Le passage du baseball japonais (NPB) à la Major League Baseball est souvent décrit comme un saut dans l’inconnu, particulièrement pour les frappeurs de puissance confrontés à des vélocités supérieures. Pourtant, Murakami semble jouer dans son jardin. Alors que de nombreuses recrues cherchent encore leur rythme en ce début de mois de mai, le jeune prodige japonais affiche une maturité technique déconcertante. Sa capacité à couvrir toute la zone de prise et sa force brute rappellent les débuts de Shohei Ohtani, mais avec une spécialisation purement offensive qui terrifie les lanceurs adverses.

Cette domination précoce place les White Sox dans une position inattendue. Historiquement prudente, la franchise de Chicago semble avoir trouvé le catalyseur qui lui manquait pour dynamiser un alignement souvent jugé trop prévisible. Pendant que les Yankees choisissent la patience avec Anthony Volpe en Double-A et que les Brewers voient leurs espoirs comme Jacob Misiorowski freinés par des pépins physiques, Murakami, lui, brûle les étapes. Il ne se contente pas de frapper fort ; il frappe au moment opportun, transformant chaque passage au bâton en un événement médiatique et sportif majeur.

Un contraste saisissant avec les géants en crise

L’ascension de Murakami souligne par ricochet le chaos qui règne ailleurs dans la ligue. Le succès des White Sox, portés par une recrue payée au prix fort mais rentable, offre un miroir cruel aux Mets de New York. Malgré la deuxième masse salariale de l’histoire, les Mets s’enfoncent dans une crise identitaire profonde avec un bilan de 10-21. Là où Chicago a trouvé de la clarté grâce à son nouveau frappeur de puissance, New York se débat entre séances de thérapie collective et rumeurs de licenciement pour Carlos Mendoza. La réussite de Murakami prouve que l’argent ne garantit pas la puissance ; c’est le profilage et l’instinct qui font la différence.

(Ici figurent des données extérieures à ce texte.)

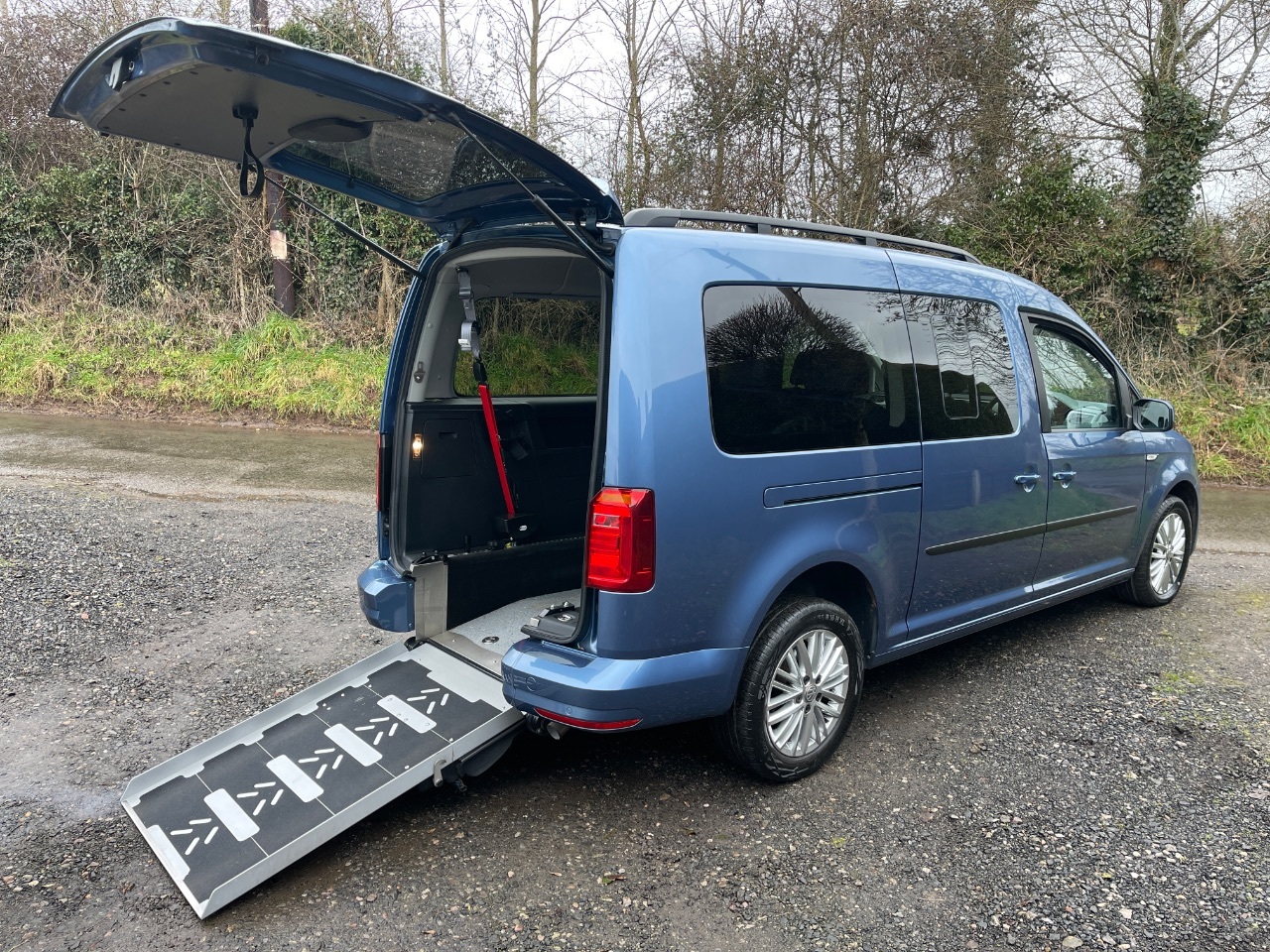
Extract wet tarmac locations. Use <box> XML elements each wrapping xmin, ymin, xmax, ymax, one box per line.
<box><xmin>0</xmin><ymin>413</ymin><xmax>375</xmax><ymax>502</ymax></box>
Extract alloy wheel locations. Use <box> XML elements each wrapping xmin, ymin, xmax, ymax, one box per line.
<box><xmin>1151</xmin><ymin>513</ymin><xmax>1187</xmax><ymax>598</ymax></box>
<box><xmin>767</xmin><ymin>629</ymin><xmax>851</xmax><ymax>757</ymax></box>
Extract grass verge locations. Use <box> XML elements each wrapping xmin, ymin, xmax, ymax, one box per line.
<box><xmin>0</xmin><ymin>308</ymin><xmax>387</xmax><ymax>425</ymax></box>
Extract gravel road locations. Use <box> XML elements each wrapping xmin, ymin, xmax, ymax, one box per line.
<box><xmin>0</xmin><ymin>418</ymin><xmax>1270</xmax><ymax>952</ymax></box>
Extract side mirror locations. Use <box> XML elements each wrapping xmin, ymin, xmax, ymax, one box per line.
<box><xmin>1133</xmin><ymin>400</ymin><xmax>1174</xmax><ymax>432</ymax></box>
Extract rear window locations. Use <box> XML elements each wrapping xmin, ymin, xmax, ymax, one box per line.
<box><xmin>703</xmin><ymin>285</ymin><xmax>918</xmax><ymax>454</ymax></box>
<box><xmin>283</xmin><ymin>122</ymin><xmax>549</xmax><ymax>202</ymax></box>
<box><xmin>454</xmin><ymin>298</ymin><xmax>599</xmax><ymax>396</ymax></box>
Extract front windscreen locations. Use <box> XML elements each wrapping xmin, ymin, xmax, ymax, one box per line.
<box><xmin>283</xmin><ymin>121</ymin><xmax>552</xmax><ymax>202</ymax></box>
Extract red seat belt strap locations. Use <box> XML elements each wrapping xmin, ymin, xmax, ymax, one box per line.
<box><xmin>476</xmin><ymin>381</ymin><xmax>516</xmax><ymax>520</ymax></box>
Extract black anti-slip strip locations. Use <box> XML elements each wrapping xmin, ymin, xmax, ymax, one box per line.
<box><xmin>926</xmin><ymin>505</ymin><xmax>1138</xmax><ymax>554</ymax></box>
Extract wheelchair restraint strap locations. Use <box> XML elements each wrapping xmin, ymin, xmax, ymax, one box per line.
<box><xmin>456</xmin><ymin>268</ymin><xmax>516</xmax><ymax>520</ymax></box>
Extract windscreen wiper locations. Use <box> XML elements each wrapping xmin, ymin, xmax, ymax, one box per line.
<box><xmin>445</xmin><ymin>114</ymin><xmax>613</xmax><ymax>278</ymax></box>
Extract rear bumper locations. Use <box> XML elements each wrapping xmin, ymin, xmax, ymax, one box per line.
<box><xmin>357</xmin><ymin>558</ymin><xmax>414</xmax><ymax>631</ymax></box>
<box><xmin>503</xmin><ymin>639</ymin><xmax>745</xmax><ymax>727</ymax></box>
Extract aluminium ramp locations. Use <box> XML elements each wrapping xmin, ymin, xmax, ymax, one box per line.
<box><xmin>123</xmin><ymin>643</ymin><xmax>523</xmax><ymax>919</ymax></box>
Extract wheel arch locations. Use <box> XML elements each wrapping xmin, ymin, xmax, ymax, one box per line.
<box><xmin>750</xmin><ymin>559</ymin><xmax>877</xmax><ymax>657</ymax></box>
<box><xmin>1163</xmin><ymin>480</ymin><xmax>1199</xmax><ymax>552</ymax></box>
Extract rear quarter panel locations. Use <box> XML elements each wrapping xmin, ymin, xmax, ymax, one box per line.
<box><xmin>588</xmin><ymin>228</ymin><xmax>921</xmax><ymax>657</ymax></box>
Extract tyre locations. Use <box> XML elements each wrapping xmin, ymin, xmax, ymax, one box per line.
<box><xmin>1117</xmin><ymin>496</ymin><xmax>1194</xmax><ymax>608</ymax></box>
<box><xmin>713</xmin><ymin>598</ymin><xmax>863</xmax><ymax>783</ymax></box>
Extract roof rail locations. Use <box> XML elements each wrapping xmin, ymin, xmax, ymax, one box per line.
<box><xmin>625</xmin><ymin>208</ymin><xmax>981</xmax><ymax>264</ymax></box>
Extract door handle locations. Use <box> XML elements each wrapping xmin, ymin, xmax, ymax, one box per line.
<box><xmin>1015</xmin><ymin>472</ymin><xmax>1040</xmax><ymax>493</ymax></box>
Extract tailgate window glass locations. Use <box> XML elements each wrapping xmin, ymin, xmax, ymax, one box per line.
<box><xmin>291</xmin><ymin>121</ymin><xmax>549</xmax><ymax>202</ymax></box>
<box><xmin>703</xmin><ymin>285</ymin><xmax>918</xmax><ymax>454</ymax></box>
<box><xmin>454</xmin><ymin>298</ymin><xmax>599</xmax><ymax>396</ymax></box>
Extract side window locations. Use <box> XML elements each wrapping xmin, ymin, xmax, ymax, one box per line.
<box><xmin>904</xmin><ymin>295</ymin><xmax>1019</xmax><ymax>439</ymax></box>
<box><xmin>702</xmin><ymin>285</ymin><xmax>918</xmax><ymax>454</ymax></box>
<box><xmin>1033</xmin><ymin>326</ymin><xmax>1120</xmax><ymax>431</ymax></box>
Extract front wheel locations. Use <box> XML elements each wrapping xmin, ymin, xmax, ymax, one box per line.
<box><xmin>715</xmin><ymin>598</ymin><xmax>863</xmax><ymax>781</ymax></box>
<box><xmin>1119</xmin><ymin>496</ymin><xmax>1193</xmax><ymax>608</ymax></box>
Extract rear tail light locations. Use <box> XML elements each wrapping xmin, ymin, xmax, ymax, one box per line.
<box><xmin>586</xmin><ymin>486</ymin><xmax>657</xmax><ymax>591</ymax></box>
<box><xmin>375</xmin><ymin>432</ymin><xmax>390</xmax><ymax>513</ymax></box>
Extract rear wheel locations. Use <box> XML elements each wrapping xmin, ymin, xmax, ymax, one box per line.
<box><xmin>1119</xmin><ymin>496</ymin><xmax>1192</xmax><ymax>608</ymax></box>
<box><xmin>715</xmin><ymin>598</ymin><xmax>863</xmax><ymax>781</ymax></box>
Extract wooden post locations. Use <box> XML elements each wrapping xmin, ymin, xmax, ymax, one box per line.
<box><xmin>250</xmin><ymin>0</ymin><xmax>296</xmax><ymax>317</ymax></box>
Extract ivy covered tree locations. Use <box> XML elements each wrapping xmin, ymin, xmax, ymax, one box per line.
<box><xmin>1048</xmin><ymin>0</ymin><xmax>1270</xmax><ymax>330</ymax></box>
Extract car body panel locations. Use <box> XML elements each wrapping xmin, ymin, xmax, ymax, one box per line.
<box><xmin>886</xmin><ymin>254</ymin><xmax>1049</xmax><ymax>649</ymax></box>
<box><xmin>50</xmin><ymin>18</ymin><xmax>621</xmax><ymax>232</ymax></box>
<box><xmin>581</xmin><ymin>228</ymin><xmax>921</xmax><ymax>674</ymax></box>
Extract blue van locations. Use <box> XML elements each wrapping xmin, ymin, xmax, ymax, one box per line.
<box><xmin>52</xmin><ymin>19</ymin><xmax>1199</xmax><ymax>915</ymax></box>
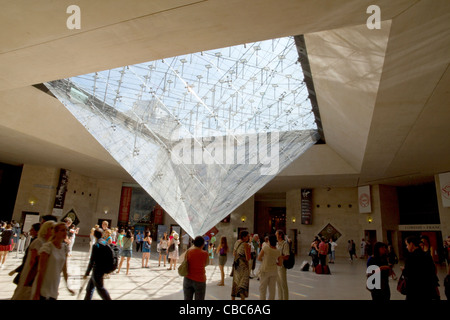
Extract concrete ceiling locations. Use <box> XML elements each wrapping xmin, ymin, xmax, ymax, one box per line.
<box><xmin>0</xmin><ymin>0</ymin><xmax>450</xmax><ymax>192</ymax></box>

Même constat du côté de Boston, où la frustration des fans atteint des sommets, illustrée par cette bannière aérienne réclamant la vente du club. Le baseball est un sport de cycles, et nous assistons peut-être à un basculement. Alors qu’Ildemaro Vargas écrit l’histoire avec une régularité de métronome pour les Diamondbacks, Murakami représente l’autre facette de l’excellence moderne : l’impact immédiat et dévastateur. Si le Japonais maintient ce rythme, il ne sera pas seulement le favori pour le titre de recrue de l’année, mais un candidat sérieux au titre de MVP dès sa première saison. La MLB cherchait son nouveau visage international ; elle l’a peut-être trouvé dans le sud de Chicago.